İnsan ömrü sürekli çabalamayı gerektirir. Eğer doğru bakılır ve fark edilirse her gün yeni bilgiyi yakalamak ve hayata geçirmek gerekebilir. İnsan; hayatının içine giren yeni şeyleri görmeden, yakalamadan ve öğrenmeden yaşasa olur mu? Olmasına olur ama öyle mi olmalıdır?
Birey kendi gelişimi ve toplumsal fayda için sürekli yenilenme durumundadır. Bilginin yakalanmasının oldukça zorlaştığı bilgi çağında olalım ya da olmayalım, insanoğlu ömrü boyunca her zaman yeni bilgilere adapte olmak zorunda kalmıştır. Bundan yüz yıl önce mevcut bilginin ikiye katlanma süresi ile bu sürenin günümüzdeki hali arasında ciddi farklılıklar olduğu bir gerçektir. Bu kadar hızlı bir şekilde artan bilginin ve teknolojinin bundan sonra ulaşacağı noktayı tahmin etmek mümkün değildir. Her geçen gün ona yetişmek daha da güçleşecektir. Günlük yaşamın devamı için gerek eğitim dünyasında gerekse iş ve sosyal yaşamda yeni kültür, etik ve estetik kurallar, bireysel beklentiler oluşturan teknolojiye direnmek pek mantıklı görünmemektedir.

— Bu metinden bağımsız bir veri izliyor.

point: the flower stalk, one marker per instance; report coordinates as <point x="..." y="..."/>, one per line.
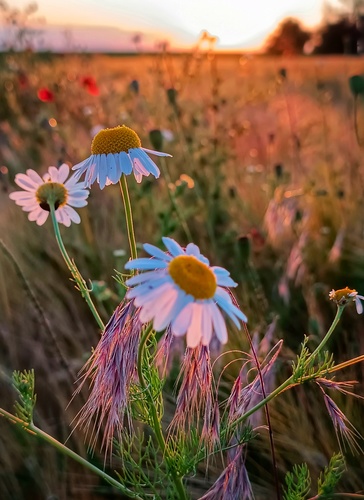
<point x="156" y="424"/>
<point x="81" y="284"/>
<point x="32" y="429"/>
<point x="129" y="216"/>
<point x="291" y="381"/>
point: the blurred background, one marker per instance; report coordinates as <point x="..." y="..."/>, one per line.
<point x="261" y="106"/>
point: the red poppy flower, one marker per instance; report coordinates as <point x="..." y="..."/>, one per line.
<point x="45" y="95"/>
<point x="23" y="80"/>
<point x="89" y="83"/>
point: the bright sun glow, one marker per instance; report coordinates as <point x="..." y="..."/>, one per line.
<point x="236" y="23"/>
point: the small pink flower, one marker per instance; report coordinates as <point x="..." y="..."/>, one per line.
<point x="45" y="95"/>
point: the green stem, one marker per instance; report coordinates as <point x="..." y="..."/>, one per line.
<point x="173" y="200"/>
<point x="323" y="342"/>
<point x="290" y="382"/>
<point x="177" y="479"/>
<point x="32" y="429"/>
<point x="74" y="270"/>
<point x="129" y="216"/>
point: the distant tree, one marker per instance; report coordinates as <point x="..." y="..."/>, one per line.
<point x="339" y="37"/>
<point x="289" y="38"/>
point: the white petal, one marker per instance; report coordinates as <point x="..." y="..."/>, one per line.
<point x="195" y="328"/>
<point x="182" y="321"/>
<point x="25" y="182"/>
<point x="102" y="174"/>
<point x="164" y="309"/>
<point x="147" y="264"/>
<point x="172" y="246"/>
<point x="22" y="196"/>
<point x="206" y="326"/>
<point x="91" y="175"/>
<point x="139" y="167"/>
<point x="138" y="177"/>
<point x="29" y="207"/>
<point x="32" y="216"/>
<point x="76" y="202"/>
<point x="156" y="153"/>
<point x="156" y="252"/>
<point x="140" y="278"/>
<point x="192" y="249"/>
<point x="181" y="301"/>
<point x="147" y="162"/>
<point x="36" y="178"/>
<point x="63" y="173"/>
<point x="219" y="323"/>
<point x="358" y="305"/>
<point x="113" y="171"/>
<point x="53" y="172"/>
<point x="43" y="216"/>
<point x="72" y="214"/>
<point x="125" y="163"/>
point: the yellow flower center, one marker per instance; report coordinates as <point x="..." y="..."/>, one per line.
<point x="51" y="192"/>
<point x="343" y="295"/>
<point x="193" y="276"/>
<point x="115" y="140"/>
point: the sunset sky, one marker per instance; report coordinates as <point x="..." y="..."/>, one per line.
<point x="237" y="23"/>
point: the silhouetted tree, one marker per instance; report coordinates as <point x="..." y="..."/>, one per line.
<point x="289" y="38"/>
<point x="340" y="37"/>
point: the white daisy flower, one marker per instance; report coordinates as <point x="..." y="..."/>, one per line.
<point x="343" y="296"/>
<point x="40" y="192"/>
<point x="181" y="289"/>
<point x="117" y="151"/>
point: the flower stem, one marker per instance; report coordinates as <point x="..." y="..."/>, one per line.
<point x="323" y="342"/>
<point x="173" y="200"/>
<point x="129" y="216"/>
<point x="156" y="424"/>
<point x="81" y="284"/>
<point x="291" y="381"/>
<point x="32" y="429"/>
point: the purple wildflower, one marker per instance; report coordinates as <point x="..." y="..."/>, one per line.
<point x="243" y="397"/>
<point x="233" y="482"/>
<point x="111" y="369"/>
<point x="346" y="433"/>
<point x="195" y="392"/>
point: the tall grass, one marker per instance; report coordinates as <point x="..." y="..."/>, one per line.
<point x="267" y="175"/>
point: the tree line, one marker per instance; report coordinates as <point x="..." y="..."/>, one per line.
<point x="341" y="32"/>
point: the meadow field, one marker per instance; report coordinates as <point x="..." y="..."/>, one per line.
<point x="267" y="177"/>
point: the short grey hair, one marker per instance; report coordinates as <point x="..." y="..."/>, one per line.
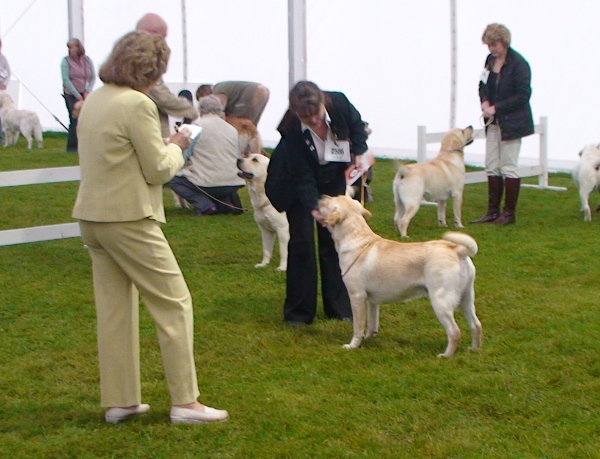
<point x="210" y="105"/>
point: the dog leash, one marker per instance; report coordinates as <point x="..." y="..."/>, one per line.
<point x="221" y="202"/>
<point x="356" y="259"/>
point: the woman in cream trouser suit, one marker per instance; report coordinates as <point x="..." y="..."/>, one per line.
<point x="124" y="163"/>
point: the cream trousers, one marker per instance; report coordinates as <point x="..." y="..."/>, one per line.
<point x="127" y="258"/>
<point x="501" y="156"/>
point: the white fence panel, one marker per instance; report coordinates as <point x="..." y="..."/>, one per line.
<point x="33" y="177"/>
<point x="540" y="170"/>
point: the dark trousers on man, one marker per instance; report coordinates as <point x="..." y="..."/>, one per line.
<point x="72" y="136"/>
<point x="301" y="282"/>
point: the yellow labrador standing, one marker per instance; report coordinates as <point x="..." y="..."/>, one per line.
<point x="586" y="176"/>
<point x="377" y="270"/>
<point x="15" y="122"/>
<point x="437" y="180"/>
<point x="270" y="222"/>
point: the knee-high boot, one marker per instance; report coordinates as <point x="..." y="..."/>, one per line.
<point x="495" y="189"/>
<point x="510" y="202"/>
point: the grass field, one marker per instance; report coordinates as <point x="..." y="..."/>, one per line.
<point x="533" y="391"/>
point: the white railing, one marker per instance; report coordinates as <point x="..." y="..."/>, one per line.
<point x="540" y="170"/>
<point x="33" y="177"/>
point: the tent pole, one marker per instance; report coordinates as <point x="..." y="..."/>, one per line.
<point x="184" y="33"/>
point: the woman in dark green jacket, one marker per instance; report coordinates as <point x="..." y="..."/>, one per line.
<point x="504" y="92"/>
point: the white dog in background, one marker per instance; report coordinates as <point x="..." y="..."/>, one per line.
<point x="438" y="180"/>
<point x="377" y="270"/>
<point x="586" y="176"/>
<point x="270" y="222"/>
<point x="16" y="121"/>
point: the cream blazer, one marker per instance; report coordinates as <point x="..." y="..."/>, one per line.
<point x="123" y="158"/>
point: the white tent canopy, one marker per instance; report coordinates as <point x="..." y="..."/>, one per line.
<point x="392" y="59"/>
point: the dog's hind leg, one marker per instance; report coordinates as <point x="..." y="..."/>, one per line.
<point x="37" y="135"/>
<point x="372" y="319"/>
<point x="444" y="311"/>
<point x="584" y="194"/>
<point x="442" y="213"/>
<point x="359" y="312"/>
<point x="457" y="209"/>
<point x="410" y="212"/>
<point x="467" y="306"/>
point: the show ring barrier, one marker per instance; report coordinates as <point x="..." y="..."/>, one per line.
<point x="34" y="177"/>
<point x="540" y="170"/>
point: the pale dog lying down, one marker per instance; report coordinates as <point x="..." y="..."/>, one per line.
<point x="16" y="121"/>
<point x="437" y="180"/>
<point x="377" y="270"/>
<point x="270" y="222"/>
<point x="586" y="176"/>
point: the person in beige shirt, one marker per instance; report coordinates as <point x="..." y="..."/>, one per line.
<point x="124" y="163"/>
<point x="209" y="181"/>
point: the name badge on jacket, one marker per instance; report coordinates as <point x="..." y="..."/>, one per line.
<point x="485" y="74"/>
<point x="338" y="152"/>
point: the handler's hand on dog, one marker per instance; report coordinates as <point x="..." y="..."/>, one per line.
<point x="182" y="139"/>
<point x="318" y="216"/>
<point x="488" y="112"/>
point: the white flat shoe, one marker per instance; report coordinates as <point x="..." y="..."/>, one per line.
<point x="186" y="416"/>
<point x="114" y="415"/>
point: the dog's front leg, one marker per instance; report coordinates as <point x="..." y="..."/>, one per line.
<point x="284" y="239"/>
<point x="442" y="213"/>
<point x="268" y="240"/>
<point x="372" y="319"/>
<point x="456" y="207"/>
<point x="359" y="312"/>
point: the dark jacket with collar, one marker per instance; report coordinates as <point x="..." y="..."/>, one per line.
<point x="513" y="91"/>
<point x="295" y="175"/>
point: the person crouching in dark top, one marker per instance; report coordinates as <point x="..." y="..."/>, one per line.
<point x="321" y="134"/>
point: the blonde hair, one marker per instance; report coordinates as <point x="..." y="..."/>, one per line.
<point x="137" y="60"/>
<point x="77" y="43"/>
<point x="495" y="33"/>
<point x="306" y="98"/>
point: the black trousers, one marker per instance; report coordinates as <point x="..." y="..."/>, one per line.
<point x="72" y="137"/>
<point x="301" y="283"/>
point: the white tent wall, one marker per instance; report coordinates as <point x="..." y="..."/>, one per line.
<point x="391" y="58"/>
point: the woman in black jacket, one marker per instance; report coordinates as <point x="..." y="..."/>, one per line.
<point x="504" y="91"/>
<point x="321" y="134"/>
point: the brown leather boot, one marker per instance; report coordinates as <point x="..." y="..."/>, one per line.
<point x="495" y="189"/>
<point x="510" y="202"/>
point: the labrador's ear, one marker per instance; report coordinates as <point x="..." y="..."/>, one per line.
<point x="333" y="218"/>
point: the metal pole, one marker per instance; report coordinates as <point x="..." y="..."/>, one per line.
<point x="453" y="64"/>
<point x="184" y="32"/>
<point x="75" y="13"/>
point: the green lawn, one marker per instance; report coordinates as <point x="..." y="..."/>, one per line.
<point x="531" y="392"/>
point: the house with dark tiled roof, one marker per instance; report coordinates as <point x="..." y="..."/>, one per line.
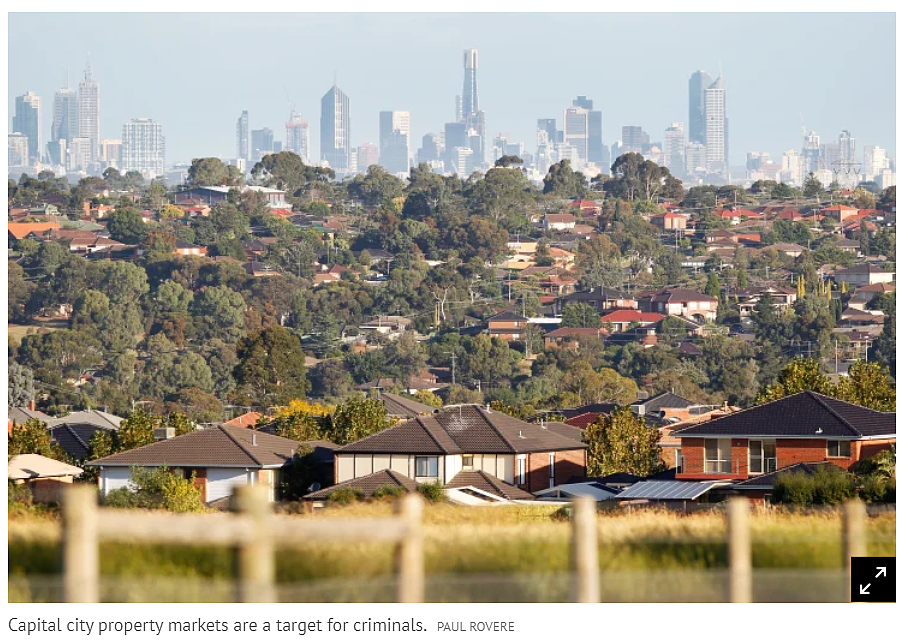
<point x="803" y="427"/>
<point x="466" y="438"/>
<point x="680" y="302"/>
<point x="220" y="458"/>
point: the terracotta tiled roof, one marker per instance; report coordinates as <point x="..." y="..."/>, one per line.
<point x="221" y="446"/>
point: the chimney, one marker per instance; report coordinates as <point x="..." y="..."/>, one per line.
<point x="164" y="433"/>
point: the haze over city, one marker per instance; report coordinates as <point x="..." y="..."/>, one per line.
<point x="635" y="68"/>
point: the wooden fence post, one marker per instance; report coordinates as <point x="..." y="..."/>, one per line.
<point x="256" y="555"/>
<point x="409" y="561"/>
<point x="584" y="554"/>
<point x="853" y="538"/>
<point x="80" y="544"/>
<point x="739" y="546"/>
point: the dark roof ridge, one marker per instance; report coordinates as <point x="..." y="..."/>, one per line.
<point x="819" y="398"/>
<point x="483" y="413"/>
<point x="240" y="445"/>
<point x="419" y="420"/>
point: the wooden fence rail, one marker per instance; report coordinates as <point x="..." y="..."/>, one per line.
<point x="254" y="532"/>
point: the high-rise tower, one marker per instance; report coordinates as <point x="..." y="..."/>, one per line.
<point x="334" y="130"/>
<point x="90" y="112"/>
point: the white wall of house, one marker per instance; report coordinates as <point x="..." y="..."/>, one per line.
<point x="114" y="478"/>
<point x="221" y="481"/>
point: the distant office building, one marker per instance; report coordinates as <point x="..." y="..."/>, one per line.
<point x="79" y="154"/>
<point x="755" y="160"/>
<point x="594" y="129"/>
<point x="367" y="156"/>
<point x="18" y="150"/>
<point x="793" y="168"/>
<point x="335" y="145"/>
<point x="27" y="121"/>
<point x="697" y="107"/>
<point x="548" y="127"/>
<point x="243" y="135"/>
<point x="470" y="99"/>
<point x="455" y="138"/>
<point x="109" y="151"/>
<point x="143" y="147"/>
<point x="90" y="112"/>
<point x="297" y="131"/>
<point x="577" y="132"/>
<point x="695" y="158"/>
<point x="65" y="123"/>
<point x="717" y="126"/>
<point x="263" y="142"/>
<point x="634" y="139"/>
<point x="430" y="150"/>
<point x="674" y="149"/>
<point x="394" y="141"/>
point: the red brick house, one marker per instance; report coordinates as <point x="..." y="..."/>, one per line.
<point x="466" y="438"/>
<point x="221" y="458"/>
<point x="803" y="427"/>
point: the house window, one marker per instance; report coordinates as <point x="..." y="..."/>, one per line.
<point x="761" y="457"/>
<point x="838" y="449"/>
<point x="717" y="455"/>
<point x="427" y="466"/>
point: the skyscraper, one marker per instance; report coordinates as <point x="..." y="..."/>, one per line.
<point x="17" y="152"/>
<point x="243" y="135"/>
<point x="577" y="131"/>
<point x="90" y="112"/>
<point x="143" y="147"/>
<point x="27" y="121"/>
<point x="717" y="125"/>
<point x="674" y="149"/>
<point x="65" y="124"/>
<point x="394" y="141"/>
<point x="594" y="129"/>
<point x="298" y="136"/>
<point x="470" y="100"/>
<point x="697" y="108"/>
<point x="367" y="156"/>
<point x="334" y="130"/>
<point x="263" y="142"/>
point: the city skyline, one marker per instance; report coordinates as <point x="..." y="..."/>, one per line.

Özellikle son asırda teknolojiye olumlu veya olumsuz şekilde bakacak olursak; teknolojinin insanlığa kattıklarını ne siyaset, ne din ne de sanatın vermediği gerçeğiyle karşı karşıyayız. Yapılan bir icat ve ürünle o güne kadar bilinen bütün doğruların ve uygulamaların alt üst olacağı gerçeği yadsınamaz. Elbette günümüzde insanların sadece ihtiyacı olan bilgiyi değil, kabul etsin ya da etmesin yaşadığı çağın gereği olan bilgileri gecikmeden öğrenmesi gerekmektedir. Değişen teknolojiler ile birlikte sosyal yaşam ve iş yaşamı da değişmiştir. Bugün iş yaşantısından kopmuş yaşlı insanlar bile iletişim kurabilmek, sosyal yaşantısını devam ettirebilmek adına yeni iletişim teknolojilerini öğrenmek, yenilenmek ihtiyacında ve mecburiyetindedir. Bilhassa eğitim alanında son yıllarda daha fazla olmakla birlikte, insanlık tarihi boyunca; eğitimciler zor da olsa yeni neslin gelişimi ve eğitim kalitesinin artırılması için her gün değişen teknolojiyi yakalamak zorundadır.
İlkel zamanların kendine göre teknolojisi, bugünün kendine göre teknolojisi ve bilgi birikimi vardır. O yıllarda yaşayan birisi günün şartlarına uygun bir nesneyi öğrenmek zorunda iken bugün daha karmaşık nesneler ve yeni bilgileri öğrenmek zorundadır. Tam da bu noktada “İki günü eşit olan zarardadır.” ifadesi sürekli kendini geliştirme zorunluluğunu anlatan dinsel öğretiden iyi bir örnektir. Özellikle teknolojiyi elinde tutmanın uluslararası boyutta kazandırdıkları düşünülürse; bu zor gibi görünen, sürekli gelişim ve öğrenme isteyen teknoloji yolunda yürümek hem bireyi hem de toplumu mahpus ve köle konumundan kurtaracaktır. Bu noktada teknoloji kölesi olmak gibi bir durum ortaya çıkıyor görünse de bilginin ve teknolojinin çok hızlı evrilmesi dolayısıyla uyum ve öğrenme kaçınılmazdır.
Sonuç olarak hem bireysel hem de toplumsal olarak başkalarının açtığı yolda ilerlemek zorunda kalmamak ve kendi doğru yolundan yürüyebilmek için sürekli yeni şeyler öğrenme çabası önemlidir.